Board Review — High Yield
- •Kayser-Fleischer rings, copper deposition in Descemet's membrane; pathognomonic when present, but absent in ~50% of hepatic presentations.
- •Leipzig score ≥4, diagnostic threshold combining clinical, biochemical, and genetic criteria.
- •D-penicillamine, first-line chelator; dose 750-1500 mg/day on empty stomach; monitor for autoimmune reactions and bone marrow suppression.
- •Trientine, alternative chelator with fewer adverse effects; preferred for neurological disease due to lower risk of paradoxical worsening.
- •Zinc acetate, maintenance therapy only; induces intestinal metallothionein to block copper absorption; not for initial symptomatic treatment.
- •Acute liver failure in Wilson disease, characterized by Coombs-negative hemolytic anemia, low ALP:bilirubin ratio <4, and ALT:AST <1; requires urgent liver transplantation.

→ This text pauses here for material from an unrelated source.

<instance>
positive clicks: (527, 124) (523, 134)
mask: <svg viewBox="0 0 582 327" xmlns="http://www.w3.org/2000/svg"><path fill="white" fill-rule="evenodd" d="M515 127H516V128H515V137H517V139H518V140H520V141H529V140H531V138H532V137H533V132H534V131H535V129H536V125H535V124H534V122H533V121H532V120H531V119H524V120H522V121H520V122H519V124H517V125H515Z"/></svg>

- •Paradoxical neurological worsening, occurs in ~26% of neurological patients within first 3 months of chelation; manage by switching chelator or dose adjustment.
- •Liver transplantation, definitive therapy; corrects copper metabolism; 5-year survival >82%; indicated for fulminant failure or decompensated cirrhosis.
- •ATP7B mutation H1069Q, most common in Europeans; associated with later onset and milder phenotype compared to loss-of-function variants.
- •24-hour urinary copper target, 200-500 µg/24h on chelation; <100 µg/24h on zinc; over-chelation can cause copper deficiency and neurological deterioration.